Winnipeg has a car culture. Members are guaranteed the right to drive all day, every day, anywhere they please and be assured of cheap, convenient, no-hassle parking when they get there.
It is a time-honored culture that has given rise to sprawling suburbs and streets full of single-occupant vehicles that often gather in mall parking lots to forage and, sometimes, to mate.
But this culture has recently come under attack. The new Blue Bombers stadium, which will seat 33,000 fans, will have only 7,100 available parking spaces.
Naturally, the culture is fighting back. Its very survival is at stake. Through community meeting, blogs and letters to the editor, this unprovoked attack has been condemned as a Parking Armageddon that will turn the streets around the U of M stadium site into our own version of the Gaza Strip.
Well, meet Bicycle Valet Winnipeg founder David Wieser, a gentle, easy-going man who just wants people to step back, take a deep breath, and repeat to themselves: It’s going to be OK.
He’s not a zealot. He owns a car. The day I interviewed him, he had driven his car from his home in the West End to his job at 17 Wing. He rides his bike as often as he can because he enjoys it and it saves him a ton of money — about $100 a month, he estimates.
He is determined, not to eradicate the car culture, but to help it adapt. And he is a very determined man.
When he was 19, he weighed 350 pounds. He can name the exact date that he decided that was going to change: June 21, 1991.
"I overheard my mom talking about how easily my dad could lose weight. I decided to see if I could do that, too. I skipped dinner, went to bed at 7 p.m., got up at 5 a.m. and walked for an hour."
Wieser quietly did that every day for a year.
"I didn’t tell anyone I was doing it. Then there were no expectations." He fulfilled his own expectations, though, getting down to a fit 200 pounds.
He has applied that same determination to other projects over the years. And his latest project is Bicycle Valet Winnipeg.
Bomber fans entering Gate 6 at the old stadium have surely seen him and his crew checking in and keeping watch over racks full of bikes.
The 100-200 bikes corralled there mean 50 to 100 fewer cars are prowling around the stadium looking for a place where they can shell out 10 bucks for the privilege of parking.
And the best part is, Bicycle Valet doesn’t even use a motorized vehicle to get the racks to the stadium.
"They are hauled to sites on a bike trailer being pulled by a bike," Wieser says.
It’s a pretty slick operation for a service whose first official event was just last year, for Bike to Work Day. Then, they used the same crowd control fencing as was used for the Queen’s visit to Winnipeg, but over the winter, Wieser built his own lighter, more portable racks out of EMT tubing. Each rack is about three metres long and can accommodate six to eight bikes. Wieser built 51 himself and bought six more for 57 in total meaning Bicycle Valet can accommodate more than 400 bikes at a big event.

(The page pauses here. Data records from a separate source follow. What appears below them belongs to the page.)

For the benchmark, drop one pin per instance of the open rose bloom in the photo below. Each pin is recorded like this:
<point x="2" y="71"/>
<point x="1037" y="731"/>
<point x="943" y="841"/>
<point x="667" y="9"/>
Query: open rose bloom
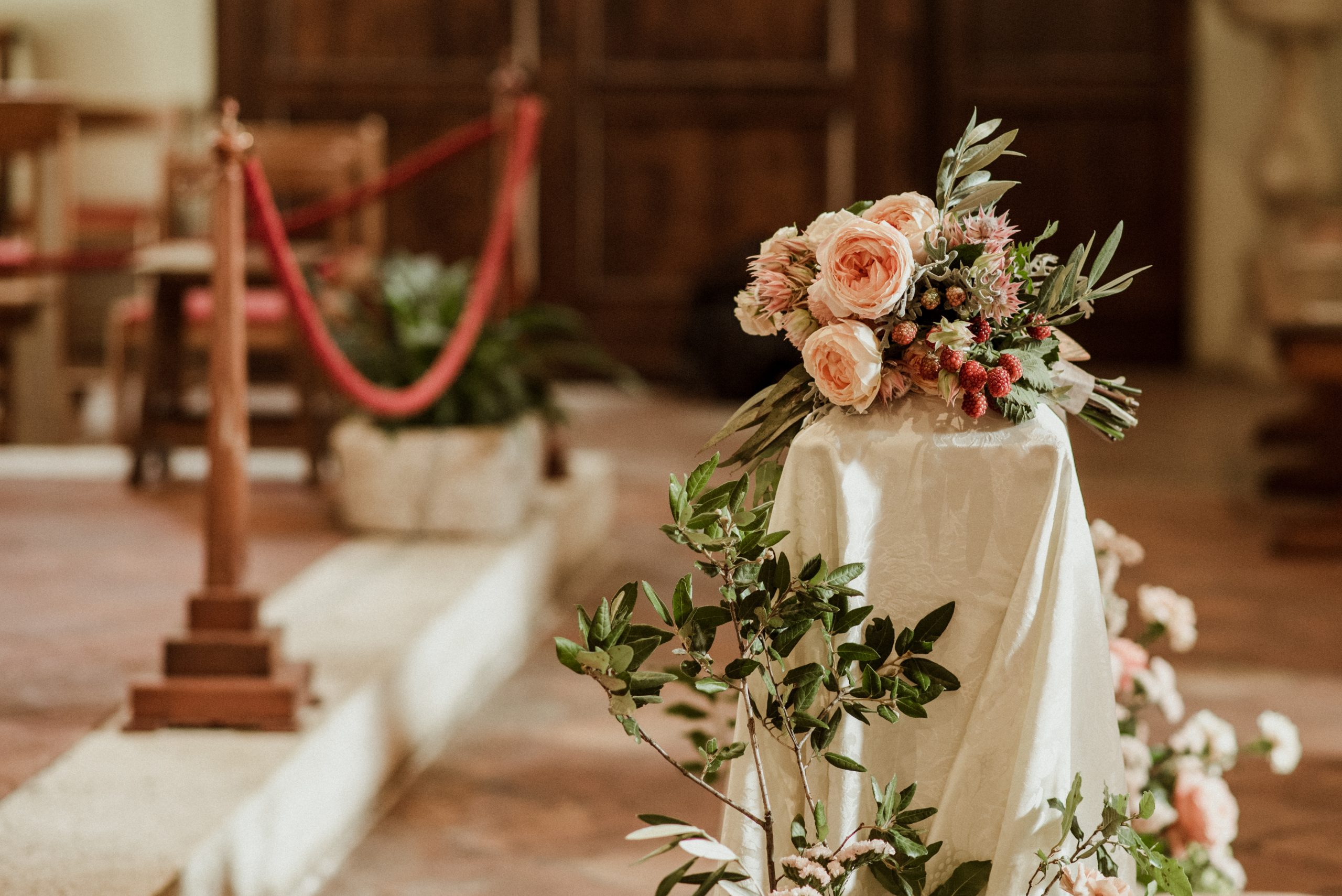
<point x="912" y="268"/>
<point x="1196" y="816"/>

So, how does that solve the parking problems at the new stadium?
Well, it doesn’t. Not by a long shot. Not by itself, anyway.
But Wieser has it all worked out. Suppose Mr. and/or Mrs. Bomber fan rediscover that they have a back seat in their vehicle and invite a couple of other fans to ride with them. Suddenly those 7,100 parking spaces can accommodate 28,400 fans. All we need are a few thousand bus riders and a few hundred bike riders, and we’re set.
It works in San Francisco. There were the same dire predictions of Parking Armageddon when AT&T Park was being planned. But it hasn’t worked out that way. More than half of the fans at a Giants game don’t drive there. In fact, it was watching a Bike to the Future video about San Francisco at streetfilms.org that inspired Wieser to start Bicycle Valet in Winnipeg.
"This is the best way to get to a game," one two-wheeled fan gushes in the video. "You save 20 bucks and save 20 years off your life," he adds, turning to show the slogan on the back of his T-Shirt: One Less Car.
That’s what Wieser wants to see in Winnipeg.
Yes, San Francisco is warmer than Winnipeg. Yes San Francisco has rapid transit. But a guy can dream, can’t he?
Besides, you don’t change a culture overnight. You do it one early morning walk at a time. You do it one less car at a time.